Map$addLayer(eeObject = hm, visParams = viz)

Protected area status

WDPA: World Database on Protected Areas

Note - you have to zoom in to see the polygons!

gpa  <- ee$FeatureCollection("WCMC/WDPA/current/polygons")
# Plot it (note you have to zoom in to see the data)
Map$addLayer(gpa, {}, "default display") 

As ever, these codes just scratch the surface of the power of Google Earth Engine. See the rgee documentation for more ideas!

7.3 Convert and save your covariates

# Convert columns to numeric
locs_sf$road_dist_m <- as.numeric(locs_sf$road_dist_m)

# Convert it back to a dataframe
locs_sf$geometry <- NULL

locs <- left_join(locs, locs_sf)


# Write the dataset

write.csv(locs, paste0("data/processed_data/", locs$project_id[1],"_camera_locations_and_covariates.csv"), row.names=F)

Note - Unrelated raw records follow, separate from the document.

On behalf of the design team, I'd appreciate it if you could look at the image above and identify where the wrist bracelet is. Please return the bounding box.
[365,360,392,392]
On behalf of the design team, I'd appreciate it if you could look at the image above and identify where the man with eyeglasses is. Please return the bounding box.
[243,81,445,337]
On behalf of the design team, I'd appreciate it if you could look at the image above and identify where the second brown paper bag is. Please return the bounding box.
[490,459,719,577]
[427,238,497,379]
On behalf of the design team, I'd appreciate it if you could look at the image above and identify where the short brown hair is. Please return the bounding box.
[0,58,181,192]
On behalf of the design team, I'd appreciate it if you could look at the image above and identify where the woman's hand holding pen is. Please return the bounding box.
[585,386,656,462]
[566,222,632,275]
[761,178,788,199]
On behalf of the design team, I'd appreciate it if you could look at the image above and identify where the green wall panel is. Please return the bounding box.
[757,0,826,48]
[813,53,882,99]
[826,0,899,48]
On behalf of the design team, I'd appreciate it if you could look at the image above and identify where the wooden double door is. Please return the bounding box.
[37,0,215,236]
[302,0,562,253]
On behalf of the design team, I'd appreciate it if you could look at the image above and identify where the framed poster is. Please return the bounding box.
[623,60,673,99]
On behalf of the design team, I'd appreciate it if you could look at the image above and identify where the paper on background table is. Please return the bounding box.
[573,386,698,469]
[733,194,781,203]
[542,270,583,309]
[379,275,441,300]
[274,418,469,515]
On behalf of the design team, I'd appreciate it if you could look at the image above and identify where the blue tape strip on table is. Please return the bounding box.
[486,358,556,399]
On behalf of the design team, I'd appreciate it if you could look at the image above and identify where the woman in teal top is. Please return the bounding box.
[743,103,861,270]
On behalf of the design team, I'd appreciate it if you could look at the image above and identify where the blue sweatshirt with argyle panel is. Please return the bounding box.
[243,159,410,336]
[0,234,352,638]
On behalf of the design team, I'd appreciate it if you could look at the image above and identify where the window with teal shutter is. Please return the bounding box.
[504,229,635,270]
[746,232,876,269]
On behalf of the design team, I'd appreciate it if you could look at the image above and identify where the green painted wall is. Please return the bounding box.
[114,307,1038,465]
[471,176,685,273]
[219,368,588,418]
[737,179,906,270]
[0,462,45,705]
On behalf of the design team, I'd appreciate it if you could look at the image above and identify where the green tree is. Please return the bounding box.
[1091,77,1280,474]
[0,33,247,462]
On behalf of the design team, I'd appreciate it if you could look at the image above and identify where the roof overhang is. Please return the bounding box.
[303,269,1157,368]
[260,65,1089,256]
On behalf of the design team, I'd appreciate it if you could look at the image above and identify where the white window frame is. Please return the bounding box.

7.4 Correlations between predictors

So we have used a variety of different techniques to generate covariates for our subsequent analyses. However, it is important to note that we cannot just through these variables into a model.

One way to check if your different variables are confound/correlated is using the corrplot package.

library(corrplot)

# First we need to create a correlation matrix between the different variables of interest
M <- cor(locs[, c("line_of_sight_m", "water_depth_m", "elevation",
                     "road_dist_m", "mean_ndvi")])

Now lets make the basic corrplot:

corrplot(M)

The cells denote pairwise correlations between the rows and the columns. The great thing about corrplot is customization option are near endless - see the corrplot vignette.

Let’s make a better, more informative, corrplot!

corrplot(M,                              #The correlation matrix we made
         method="color",                 # How we want the cells 
         type="upper",                   # Just show the upper part (it is usually mirrored)
         order="hclust",                 # Order the variables using the hclust method
         addCoef.col = "black",          # Add coefficient of correlation  
         tl.col="black", tl.srt=45,      # Control the text label color and rotation
         diag=F                          # Suppress the diagonal correlations (which are 1 anyway)
         )

In general there is very low correlation between our different predictors! If we were seeing pairwise correlations >0.7 we perhaps wouldn’t include those in the same model.